Riding high off a strong debate performance, Marco Rubio went after Donald Trump on Friday with new vigor — even mocking the real estate mogul for worrying that his pants were “wet” Thursday night at the CNN GOP debate.
The Florida senator spent the first roughly 10 minutes of his rally in Dallas, Texas, on Friday morning relentlessly attacking Trump, including reading off misspelled tweets and turning Trump’s attacks back on the reality TV star.
“He called me Mr. Meltdown,” Rubio said, smiling and saying that Thursday night during the commercial breaks, “he went backstage, he was having a meltdown.”
He said Trump had “one of those little sweat mustaches,” borrowing Trump’s “sweating” line of attack against Rubio, and said he wanted a full-length mirror.
“Maybe to make sure his pants weren’t wet,” Rubio said.
Trump responded in a press conference Friday by largely repeating past attacks he’s made against Rubio, calling him a “choker,” “lightweight,” “clown” and saying he’s the one who sweats.
“Can you imagine,” Trump said of Rubio meeting Russian President Vladimir Putin, “and he walks in and he’s drenched. I have never seen a human being sweat like this man sweats. … It looked like he had just jumped into a swimming pool with his clothes on.”
Later, during his rally, Trump doubled down, waving around a water bottle and splashing water while declaring: “It’s Rubio!”
Trump recalled Rubio’s poor New Hampshire debate performance, in which he repeated the same line multiple times.
“I thought he was going to die,” Trump said. “Once a choker, always a choker.”
Later in his speech, he added: “I looked at the puddle on the ground and said, ‘What is that?'”
He also said Rubio was lying about his financial history: “I used to call Ted Cruz a liar, but now I’ll actually call Marco Rubio (one),” Trump said.
And at an evening rally in Oklahoma City, Trump said Rubio was “not a presidential guy.”

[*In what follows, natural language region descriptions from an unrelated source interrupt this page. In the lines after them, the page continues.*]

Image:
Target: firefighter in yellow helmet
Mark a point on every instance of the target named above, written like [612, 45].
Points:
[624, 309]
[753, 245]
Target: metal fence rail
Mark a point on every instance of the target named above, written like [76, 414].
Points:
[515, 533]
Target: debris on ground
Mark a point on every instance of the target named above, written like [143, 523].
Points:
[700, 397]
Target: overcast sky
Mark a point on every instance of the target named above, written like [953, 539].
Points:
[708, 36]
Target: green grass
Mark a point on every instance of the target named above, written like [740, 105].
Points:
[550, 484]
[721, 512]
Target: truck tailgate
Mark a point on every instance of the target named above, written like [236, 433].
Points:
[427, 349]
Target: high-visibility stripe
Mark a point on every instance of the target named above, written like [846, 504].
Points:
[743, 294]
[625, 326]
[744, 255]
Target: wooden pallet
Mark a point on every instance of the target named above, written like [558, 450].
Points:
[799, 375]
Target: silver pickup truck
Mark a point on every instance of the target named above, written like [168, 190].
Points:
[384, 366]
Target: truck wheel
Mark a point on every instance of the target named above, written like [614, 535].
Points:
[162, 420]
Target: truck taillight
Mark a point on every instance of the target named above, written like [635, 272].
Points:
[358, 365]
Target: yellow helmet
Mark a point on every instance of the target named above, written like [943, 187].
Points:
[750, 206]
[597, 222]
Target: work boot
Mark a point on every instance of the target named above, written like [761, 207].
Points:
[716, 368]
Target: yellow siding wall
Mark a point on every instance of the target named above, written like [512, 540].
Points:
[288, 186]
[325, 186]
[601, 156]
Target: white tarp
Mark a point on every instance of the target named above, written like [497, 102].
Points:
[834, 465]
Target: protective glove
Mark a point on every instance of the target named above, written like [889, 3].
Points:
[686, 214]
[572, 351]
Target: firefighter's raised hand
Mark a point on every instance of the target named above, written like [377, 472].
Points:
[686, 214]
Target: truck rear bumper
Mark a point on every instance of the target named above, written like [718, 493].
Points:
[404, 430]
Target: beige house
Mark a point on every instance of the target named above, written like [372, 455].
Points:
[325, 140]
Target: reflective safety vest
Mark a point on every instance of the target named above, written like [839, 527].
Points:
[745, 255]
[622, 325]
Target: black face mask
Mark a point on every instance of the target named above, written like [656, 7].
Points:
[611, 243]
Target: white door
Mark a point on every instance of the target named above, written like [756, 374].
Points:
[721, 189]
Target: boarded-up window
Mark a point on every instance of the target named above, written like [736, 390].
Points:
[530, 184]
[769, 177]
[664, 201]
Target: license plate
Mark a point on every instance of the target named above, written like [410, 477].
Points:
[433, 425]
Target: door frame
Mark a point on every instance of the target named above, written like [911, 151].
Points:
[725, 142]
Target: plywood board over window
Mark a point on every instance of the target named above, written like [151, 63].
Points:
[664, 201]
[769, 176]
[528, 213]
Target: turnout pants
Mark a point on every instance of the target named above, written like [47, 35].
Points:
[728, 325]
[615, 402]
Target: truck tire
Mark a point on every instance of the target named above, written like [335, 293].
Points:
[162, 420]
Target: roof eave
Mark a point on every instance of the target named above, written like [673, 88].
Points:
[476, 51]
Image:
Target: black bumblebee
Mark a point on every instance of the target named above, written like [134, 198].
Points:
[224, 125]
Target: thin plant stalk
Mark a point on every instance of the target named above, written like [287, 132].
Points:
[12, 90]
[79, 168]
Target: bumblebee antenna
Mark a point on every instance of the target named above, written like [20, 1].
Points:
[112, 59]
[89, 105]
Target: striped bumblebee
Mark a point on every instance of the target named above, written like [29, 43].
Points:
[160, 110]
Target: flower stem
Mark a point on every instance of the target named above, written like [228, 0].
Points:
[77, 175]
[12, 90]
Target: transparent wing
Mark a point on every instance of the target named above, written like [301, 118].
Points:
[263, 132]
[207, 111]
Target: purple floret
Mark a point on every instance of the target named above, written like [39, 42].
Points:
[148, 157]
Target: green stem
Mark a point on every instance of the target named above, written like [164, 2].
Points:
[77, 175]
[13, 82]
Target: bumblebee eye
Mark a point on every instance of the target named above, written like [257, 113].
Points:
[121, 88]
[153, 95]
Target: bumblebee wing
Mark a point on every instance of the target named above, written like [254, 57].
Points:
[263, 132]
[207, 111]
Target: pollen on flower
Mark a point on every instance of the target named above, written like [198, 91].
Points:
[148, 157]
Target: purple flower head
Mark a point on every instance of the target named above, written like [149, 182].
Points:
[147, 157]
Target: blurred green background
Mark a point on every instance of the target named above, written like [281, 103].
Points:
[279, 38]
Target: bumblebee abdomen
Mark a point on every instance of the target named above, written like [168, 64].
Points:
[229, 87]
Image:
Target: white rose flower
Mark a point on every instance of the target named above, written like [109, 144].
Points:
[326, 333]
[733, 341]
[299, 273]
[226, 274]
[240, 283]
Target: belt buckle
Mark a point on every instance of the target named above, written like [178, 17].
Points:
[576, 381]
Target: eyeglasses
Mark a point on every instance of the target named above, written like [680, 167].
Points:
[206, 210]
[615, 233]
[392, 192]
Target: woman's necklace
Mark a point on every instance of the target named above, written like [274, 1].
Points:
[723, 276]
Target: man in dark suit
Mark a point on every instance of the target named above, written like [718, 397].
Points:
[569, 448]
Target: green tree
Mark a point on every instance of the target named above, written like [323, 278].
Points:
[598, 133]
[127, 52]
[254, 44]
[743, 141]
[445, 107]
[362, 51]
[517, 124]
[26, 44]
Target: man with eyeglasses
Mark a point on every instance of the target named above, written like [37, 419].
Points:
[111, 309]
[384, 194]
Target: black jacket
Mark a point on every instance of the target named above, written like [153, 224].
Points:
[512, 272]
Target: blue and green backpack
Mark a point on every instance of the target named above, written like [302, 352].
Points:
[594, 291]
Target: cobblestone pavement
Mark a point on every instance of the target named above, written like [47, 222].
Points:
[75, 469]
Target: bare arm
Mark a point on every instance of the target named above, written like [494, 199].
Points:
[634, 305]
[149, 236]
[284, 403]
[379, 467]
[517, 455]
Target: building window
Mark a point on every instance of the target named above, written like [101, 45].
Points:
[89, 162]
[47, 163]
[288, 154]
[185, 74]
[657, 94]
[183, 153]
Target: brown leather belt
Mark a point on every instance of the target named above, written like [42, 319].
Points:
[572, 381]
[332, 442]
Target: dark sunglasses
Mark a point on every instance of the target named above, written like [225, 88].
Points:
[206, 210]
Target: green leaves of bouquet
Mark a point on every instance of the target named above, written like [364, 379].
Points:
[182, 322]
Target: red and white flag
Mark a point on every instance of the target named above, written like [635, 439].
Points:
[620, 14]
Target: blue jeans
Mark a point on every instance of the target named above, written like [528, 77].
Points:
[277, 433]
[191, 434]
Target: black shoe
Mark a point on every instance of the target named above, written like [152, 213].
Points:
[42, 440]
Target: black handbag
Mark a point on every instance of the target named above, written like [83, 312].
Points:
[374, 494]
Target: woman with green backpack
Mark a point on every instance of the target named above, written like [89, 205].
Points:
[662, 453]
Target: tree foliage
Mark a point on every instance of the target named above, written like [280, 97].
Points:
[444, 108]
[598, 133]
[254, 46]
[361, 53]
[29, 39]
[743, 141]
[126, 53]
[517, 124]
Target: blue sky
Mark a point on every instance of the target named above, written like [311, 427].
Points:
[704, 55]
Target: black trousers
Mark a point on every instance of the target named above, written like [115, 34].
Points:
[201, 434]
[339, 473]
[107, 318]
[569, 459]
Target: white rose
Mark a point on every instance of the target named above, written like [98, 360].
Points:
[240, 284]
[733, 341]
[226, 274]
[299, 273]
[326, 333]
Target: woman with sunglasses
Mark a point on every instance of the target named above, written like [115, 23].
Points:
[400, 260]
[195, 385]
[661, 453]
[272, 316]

Rubio turns focus to Trump
Rubio’s speech was a stark departure from Rubio’s style throughout the campaign thus far. Until a few days ago, Rubio rarely even mentioned Trump in his stump speeches, preferring to focus on his optimistic campaign message.
But since Nevada, Rubio has been sprinkling attacks against Trump into his speeches — and Thursday night’s debate signaled a turning point in style. Rubio deployed a debate strategy of persistently going after the front-runner, interjecting joke after joke as Trump tried to fight back.
Friday’s speech was a step farther than that — as Rubio doubled down on the line of criticism he began Thursday night, including Trump’s hiring of foreign workers at his business ventures.
Rubio also went after Trump for his “tough guy” demeanor, repeatedly trying to drive home the charge that Trump doesn’t stand up for the little guy.
“He’s going to Americans who are struggling, Americans who are hurting, and he’s saying, ‘I’m fighting for you because I’m a tough guy.’ A tough guy?” Rubio asked, incredulously, saying Trump got where he is by inheriting money.
He then mocked Trump’s recent comments that he wanted to punch a protester in the face.
“Donald Trump has never punched anyone in the face. Donald Trump was the first guy that begged for Secret Service protection,” Rubio said.
Rubio escalated the feud by reading a string of Trump’s tweets — many directed at Rubio — off his smartphone, pointing out a series of misspellings Trump made Friday morning.
“How does this guy, not one tweet but three tweets, misspell words so badly?” Rubio cracked. “And I only reached two conclusions. No. 1: That’s how they spell those words at the Wharton School of Business … Or, No. 2, just like Trump Tower, he must have hired a foreign worker to do his own tweets.”
He repeatedly drove home the image of Trump as a magnate who takes advantage of the little guy, instead of representing him. Rubio also contrasted that with his own American dream-style story, mixing in a new dig at Trump into his usual retelling of his family history.
“My father was a bartender at a hotel and my mother was a maid, the kind of people Donald Trump hires from other countries,” Rubio said.
He also spun many of Trump’s attacks against him back in Trump’s direction, like the sweating tweaks. He made fun of Trump tweeting that Rubio looked like “a little boy” by bringing up Trump’s own age, of 69.
“It’s not that I look like a little boy,” Rubio said. “I wouldn’t even be the youngest president — but he would be the oldest president ever elected, and that’s like an eight year term, so you start to worry.”
He also repeated his line from Friday’s morning shows that Trump is a “con artist” and urged his audience to help “unmask” him.
“It’s time to pull his mask off so people can see what we are dealing with here,” Rubio said. “Friends do not let friends vote for con artists.”